これは昭和62年、元陸軍少年飛行兵第14期生だった仙石敏夫さんが
還暦記念に1年がかりで御自身の戦争体験を
まとめ自費出版にて発行したものです。

仙石敏夫さんの許可を得て、ここに全文を転載致します。
著作権は仙石敏夫さんに帰属します。
よってこの記事の無断転載は厳禁です。

第三章 北支 大同へ
 五 編隊飛行

大型機の訓練では編隊は最も重要な課目である。通常の距離間隔は一機長、半機幅、半機高と定められているので、最初は尾部を上げて水平状態にした三機をキチンと定位置に並べ、二、三番機から見た一番機、普通長機と呼んでいたがこの見え方の基準を覚える、これは熊谷でも同じ事を行なって基本を覚えたのであるが、今度は操縦席が機体の中心ではなくて左側であるから、左から見る場合と右からとでは見え具合、基準のとり方が全然違うのである。

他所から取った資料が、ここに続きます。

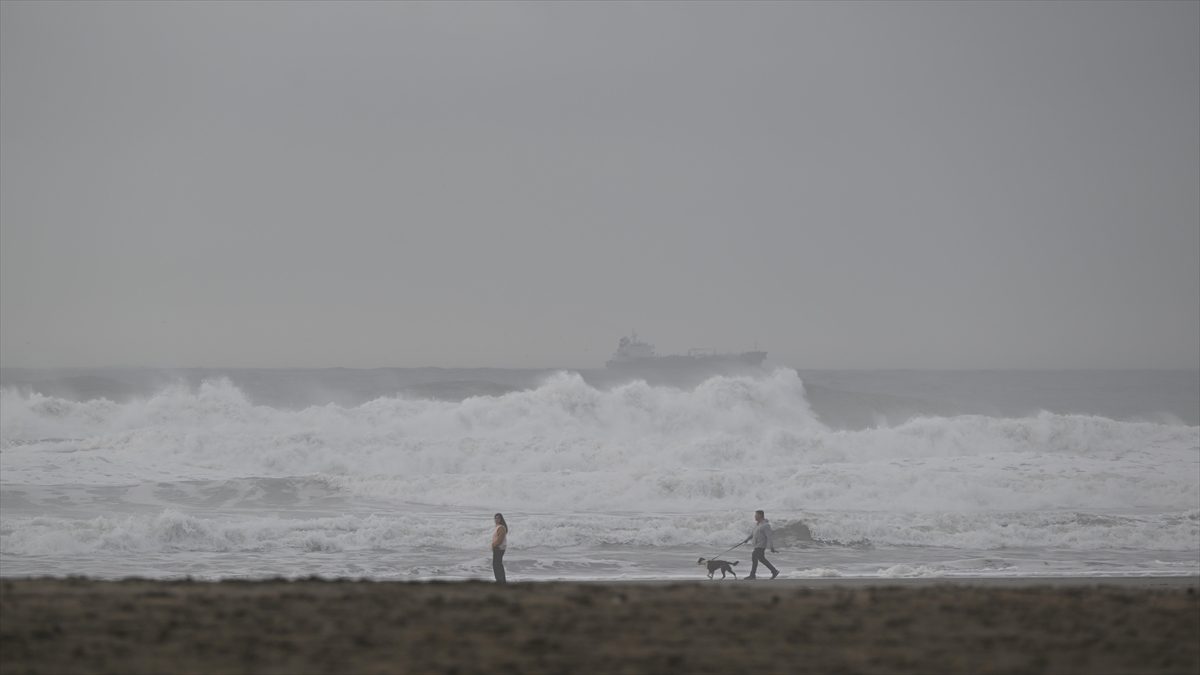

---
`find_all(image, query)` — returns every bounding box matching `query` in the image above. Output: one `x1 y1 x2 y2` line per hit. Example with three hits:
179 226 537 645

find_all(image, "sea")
0 368 1200 581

空気の抵抗を利用して浮いている飛行機が他の飛行機と一定の距離間隔を保って飛行するのに必要な技術というのは、地面を走る自動車なら前後左右の感覚ですむところへ空中に浮いているので上下が加わるから厄介なのである。

プロペラ機の場合水平に巡航速度で飛行している状態で大体まっすぐ飛べるように垂直尾翼、水平尾翼は設計されていて、尚操縦席で微調整ができるので、うまく調整すれば一機で飛んでいる時は手足を放してもまっすぐに飛んでいる。

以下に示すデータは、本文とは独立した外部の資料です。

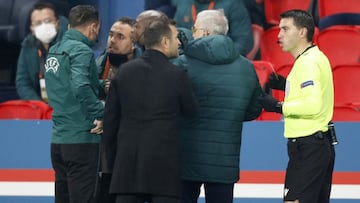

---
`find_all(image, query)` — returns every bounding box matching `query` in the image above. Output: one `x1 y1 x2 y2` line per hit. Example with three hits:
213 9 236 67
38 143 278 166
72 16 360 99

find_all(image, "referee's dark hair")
280 9 315 42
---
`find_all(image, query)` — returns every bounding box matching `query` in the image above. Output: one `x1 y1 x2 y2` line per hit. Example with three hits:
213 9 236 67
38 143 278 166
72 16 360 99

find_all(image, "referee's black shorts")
284 132 335 203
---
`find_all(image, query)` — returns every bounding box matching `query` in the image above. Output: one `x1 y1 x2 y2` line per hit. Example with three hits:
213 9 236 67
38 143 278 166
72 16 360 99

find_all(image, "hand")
90 119 104 135
266 72 286 90
259 94 282 114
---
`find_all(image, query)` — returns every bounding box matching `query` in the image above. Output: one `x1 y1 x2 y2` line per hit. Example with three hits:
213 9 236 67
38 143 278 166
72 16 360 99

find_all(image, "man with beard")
96 17 142 96
102 18 196 203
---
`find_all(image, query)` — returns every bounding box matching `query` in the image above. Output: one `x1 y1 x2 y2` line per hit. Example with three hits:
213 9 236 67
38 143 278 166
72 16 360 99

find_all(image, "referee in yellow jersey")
261 10 335 203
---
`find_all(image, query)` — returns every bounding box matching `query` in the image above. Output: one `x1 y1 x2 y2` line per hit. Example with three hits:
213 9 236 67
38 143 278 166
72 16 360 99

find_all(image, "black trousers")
182 181 234 203
51 143 99 203
116 194 181 203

ところがエンジンを増速すると浮力が増大するので機体は上昇し、機首は左へ振る、反対に減速すると降下しながら機首は右に振るという理論は飛行機工学、操縦法で教えられていて、勿論中練でも同じである。しかし理論は同じでも中練と大きく違う点をあげてみると
一、エンジンの馬力が約三倍に大きくなり、機体の上下左右に振れる力もそのように倍加する。

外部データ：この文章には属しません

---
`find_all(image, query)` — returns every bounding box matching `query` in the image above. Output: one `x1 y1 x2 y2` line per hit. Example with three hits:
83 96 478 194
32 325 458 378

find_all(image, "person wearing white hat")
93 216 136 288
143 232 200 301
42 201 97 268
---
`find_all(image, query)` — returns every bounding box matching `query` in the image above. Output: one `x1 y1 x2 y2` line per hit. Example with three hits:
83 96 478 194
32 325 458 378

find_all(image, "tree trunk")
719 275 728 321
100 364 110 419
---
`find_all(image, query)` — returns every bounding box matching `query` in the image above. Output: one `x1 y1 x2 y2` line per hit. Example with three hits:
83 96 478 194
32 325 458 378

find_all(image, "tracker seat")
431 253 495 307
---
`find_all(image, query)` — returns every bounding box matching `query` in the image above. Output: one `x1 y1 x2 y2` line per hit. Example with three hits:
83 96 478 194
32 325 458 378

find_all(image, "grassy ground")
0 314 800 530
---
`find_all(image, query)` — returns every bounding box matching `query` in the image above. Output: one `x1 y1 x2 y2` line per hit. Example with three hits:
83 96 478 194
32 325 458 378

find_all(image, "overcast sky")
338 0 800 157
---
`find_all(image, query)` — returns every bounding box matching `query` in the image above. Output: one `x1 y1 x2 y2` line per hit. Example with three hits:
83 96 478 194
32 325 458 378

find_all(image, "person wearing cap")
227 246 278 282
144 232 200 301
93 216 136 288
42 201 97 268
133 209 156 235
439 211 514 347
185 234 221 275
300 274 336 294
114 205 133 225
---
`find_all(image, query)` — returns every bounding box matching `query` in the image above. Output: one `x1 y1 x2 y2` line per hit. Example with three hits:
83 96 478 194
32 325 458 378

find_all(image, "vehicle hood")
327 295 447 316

二、操縦桿とスロットルレバーを操作する手が中練と左右反対になっているので、頭で理解はしていても手足はなかなか思うように動かない。
三、地上滑走と同じく機体の重量による惰性が非常に大きくなる。

大型機は出発地点で隊形は空中と同じく整えるが編隊離陸は行なわない、長機が発進して尾部が浮いた時点で二番機が発進する、三番機も同じく二番機の尾部の浮くのを待ってレバーを全開にする、この方法で離陸すると八百メートルから千メートル宛離れるので三番機は長機との距離が千六百から二千メートルになる。長機は緩やかに旋回しながら上昇しているので二、三番機は全速力で旋回の内側へ、内側へと近道をして距離をつめる。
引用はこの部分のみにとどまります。